Być chrześcijaninem to nie znaczy przyłączyć się do pewnej kultury czy doktryny, ale żyć zgodnie z przykazaniami - mówił do wiernych papież Franciszek. Apelował o otwarcie umysłów i serc.

Być chrześcijaninem to nie znaczy przyłączyć się do pewnej kultury czy doktryny, ale żyć zgodnie z przykazaniami - mówił do wiernych papież Franciszek. Apelował o otwarcie umysłów i serc.
Papież Franciszek /GIUSEPPE LAMI /PAP/EPA

Podczas spotkania w Watykanie na południowej modlitwie Regina coeli w uroczystość Zesłania Ducha Świętego papież przytoczył słowa Jezusa: „Jeżeli Mnie miłujecie, będziecie zachowywać moje przykazania".

Przypominają one o tym, podkreślił, że miłość do człowieka, a także do Boga "okazujemy nie słowami, ale czynami". Zaangażowane musi być w to całe życie - dodał.

Być chrześcijaninem nie oznacza przede wszystkim przynależności do pewnej kultury lub przyłączenia się do pewnej doktryny, ale powiązanie swojego życia, w każdym jego aspekcie, z osobą Jezusa, a przez Niego z Ojcem - wyjaśniał Franciszek.

Rano w bazylice Świętego Piotra papież odprawił mszę, w trakcie której wśród znaków obecnych czasów wymienił duchowy analfabetyzm i wewnętrzną samotność. Punktem wyjścia papieskich rozważań były słowa z Ewangelii świętego Jana: "Nie zostawię was sierotami".

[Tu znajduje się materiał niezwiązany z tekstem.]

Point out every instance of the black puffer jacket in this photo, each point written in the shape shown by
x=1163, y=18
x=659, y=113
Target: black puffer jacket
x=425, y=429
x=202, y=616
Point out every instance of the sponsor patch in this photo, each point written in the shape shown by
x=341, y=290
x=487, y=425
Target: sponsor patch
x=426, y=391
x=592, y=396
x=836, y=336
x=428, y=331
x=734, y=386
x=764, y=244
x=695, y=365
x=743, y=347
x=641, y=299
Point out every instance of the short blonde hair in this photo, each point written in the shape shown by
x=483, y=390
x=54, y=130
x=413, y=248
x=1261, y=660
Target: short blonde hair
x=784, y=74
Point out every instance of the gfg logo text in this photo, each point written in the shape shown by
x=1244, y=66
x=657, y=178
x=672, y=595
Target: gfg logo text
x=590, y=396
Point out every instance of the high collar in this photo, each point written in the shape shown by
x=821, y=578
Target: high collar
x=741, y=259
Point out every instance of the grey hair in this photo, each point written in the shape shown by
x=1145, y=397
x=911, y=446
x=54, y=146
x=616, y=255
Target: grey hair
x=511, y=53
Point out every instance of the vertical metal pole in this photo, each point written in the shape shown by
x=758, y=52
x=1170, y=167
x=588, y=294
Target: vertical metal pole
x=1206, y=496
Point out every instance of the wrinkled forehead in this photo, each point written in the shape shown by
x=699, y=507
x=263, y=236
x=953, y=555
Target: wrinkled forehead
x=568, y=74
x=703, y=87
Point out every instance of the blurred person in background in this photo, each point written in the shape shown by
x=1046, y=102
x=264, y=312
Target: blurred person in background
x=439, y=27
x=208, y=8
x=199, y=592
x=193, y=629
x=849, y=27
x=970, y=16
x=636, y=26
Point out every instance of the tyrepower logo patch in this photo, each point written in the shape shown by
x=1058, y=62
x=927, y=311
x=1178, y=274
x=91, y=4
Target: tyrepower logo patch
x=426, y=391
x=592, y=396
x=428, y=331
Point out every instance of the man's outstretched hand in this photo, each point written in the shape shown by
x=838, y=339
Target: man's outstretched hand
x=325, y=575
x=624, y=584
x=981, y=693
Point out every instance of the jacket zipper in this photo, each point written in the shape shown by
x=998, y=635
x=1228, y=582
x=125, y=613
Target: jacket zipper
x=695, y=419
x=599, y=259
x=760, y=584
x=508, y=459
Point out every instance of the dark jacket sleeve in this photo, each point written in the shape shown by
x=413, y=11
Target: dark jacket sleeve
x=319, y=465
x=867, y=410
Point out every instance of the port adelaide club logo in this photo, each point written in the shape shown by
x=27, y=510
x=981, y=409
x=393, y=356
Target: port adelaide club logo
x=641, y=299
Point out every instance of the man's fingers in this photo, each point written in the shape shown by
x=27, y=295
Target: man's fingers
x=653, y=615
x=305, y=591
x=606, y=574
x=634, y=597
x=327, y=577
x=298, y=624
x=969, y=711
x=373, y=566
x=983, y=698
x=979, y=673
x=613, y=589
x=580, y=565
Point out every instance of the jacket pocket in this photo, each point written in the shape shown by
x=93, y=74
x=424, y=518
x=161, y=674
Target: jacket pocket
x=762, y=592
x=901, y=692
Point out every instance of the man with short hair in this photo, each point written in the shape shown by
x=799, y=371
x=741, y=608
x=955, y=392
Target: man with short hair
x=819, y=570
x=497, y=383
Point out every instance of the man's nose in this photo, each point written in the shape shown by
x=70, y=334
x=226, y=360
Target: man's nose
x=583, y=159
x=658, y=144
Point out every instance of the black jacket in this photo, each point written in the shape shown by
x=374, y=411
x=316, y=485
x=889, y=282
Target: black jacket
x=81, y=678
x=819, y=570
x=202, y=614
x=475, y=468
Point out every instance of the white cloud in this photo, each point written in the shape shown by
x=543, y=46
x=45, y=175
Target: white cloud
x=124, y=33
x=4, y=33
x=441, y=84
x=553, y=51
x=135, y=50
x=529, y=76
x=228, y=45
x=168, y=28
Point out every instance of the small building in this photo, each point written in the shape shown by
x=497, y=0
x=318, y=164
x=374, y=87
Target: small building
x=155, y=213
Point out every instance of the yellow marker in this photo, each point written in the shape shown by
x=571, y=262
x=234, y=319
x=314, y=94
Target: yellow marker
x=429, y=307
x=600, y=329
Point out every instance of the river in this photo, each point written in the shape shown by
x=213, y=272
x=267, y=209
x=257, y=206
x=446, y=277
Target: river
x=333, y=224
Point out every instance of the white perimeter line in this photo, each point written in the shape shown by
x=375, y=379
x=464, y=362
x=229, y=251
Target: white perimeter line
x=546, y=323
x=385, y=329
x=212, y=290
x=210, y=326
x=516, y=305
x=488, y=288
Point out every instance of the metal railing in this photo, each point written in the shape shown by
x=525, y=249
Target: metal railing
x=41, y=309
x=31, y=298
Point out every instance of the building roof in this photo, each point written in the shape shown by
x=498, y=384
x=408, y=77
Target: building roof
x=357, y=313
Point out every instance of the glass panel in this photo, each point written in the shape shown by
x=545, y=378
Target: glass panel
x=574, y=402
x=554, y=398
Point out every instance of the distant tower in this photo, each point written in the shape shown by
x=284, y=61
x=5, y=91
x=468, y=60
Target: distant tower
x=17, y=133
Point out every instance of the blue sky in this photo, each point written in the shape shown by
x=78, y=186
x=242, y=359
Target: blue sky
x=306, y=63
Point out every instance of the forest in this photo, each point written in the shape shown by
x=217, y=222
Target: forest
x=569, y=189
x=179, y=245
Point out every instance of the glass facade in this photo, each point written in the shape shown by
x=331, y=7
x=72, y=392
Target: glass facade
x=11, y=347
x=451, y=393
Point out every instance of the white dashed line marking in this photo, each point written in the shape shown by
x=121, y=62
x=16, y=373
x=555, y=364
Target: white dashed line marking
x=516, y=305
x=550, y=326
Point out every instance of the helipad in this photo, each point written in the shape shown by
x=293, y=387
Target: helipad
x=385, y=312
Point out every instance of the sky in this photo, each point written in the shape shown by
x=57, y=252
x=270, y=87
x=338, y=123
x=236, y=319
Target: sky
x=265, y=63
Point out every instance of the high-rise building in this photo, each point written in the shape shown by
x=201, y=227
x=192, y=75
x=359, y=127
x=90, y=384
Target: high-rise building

Franciszek podkreślił w homilii, że celem misji Jezusa było to, aby ludzie nie byli już sierotami, a stali się na nowo dziećmi bożymi.

Także w naszych czasach można spotkać różne znaki naszej sytuacji sierot: wewnętrzną samotność, którą odczuwamy również pośród tłumu i która niekiedy może stać się wewnętrznym smutkiem; rzekomą autonomię od Boga, jakiej towarzyszy pewna nostalgia za jego bliskością; rozpowszechniony analfabetyzm duchowy sprawiający, że jesteśmy niezdolni do modlitwy - powiedział.

Papież zauważył, że wierni mają trudność z odczuwaniem tego, iż życie wieczne jest prawdziwe i realne oraz z rozpoznaniem w innym człowieku brata, jako syna tego samego Boga.

Wszystko to, zdaniem papieża, stoi w sprzeczności z pierwotnym powołaniem "synów Boga", które określił jako „nasze najgłębsze DNA”.

Możemy postrzegać siebie jako bracia, a nasze różnice pomnażają tylko radość i zdumienie z przynależności do tego jedynego ojcostwa i braterstwa - przypomniał papież podczas mszy.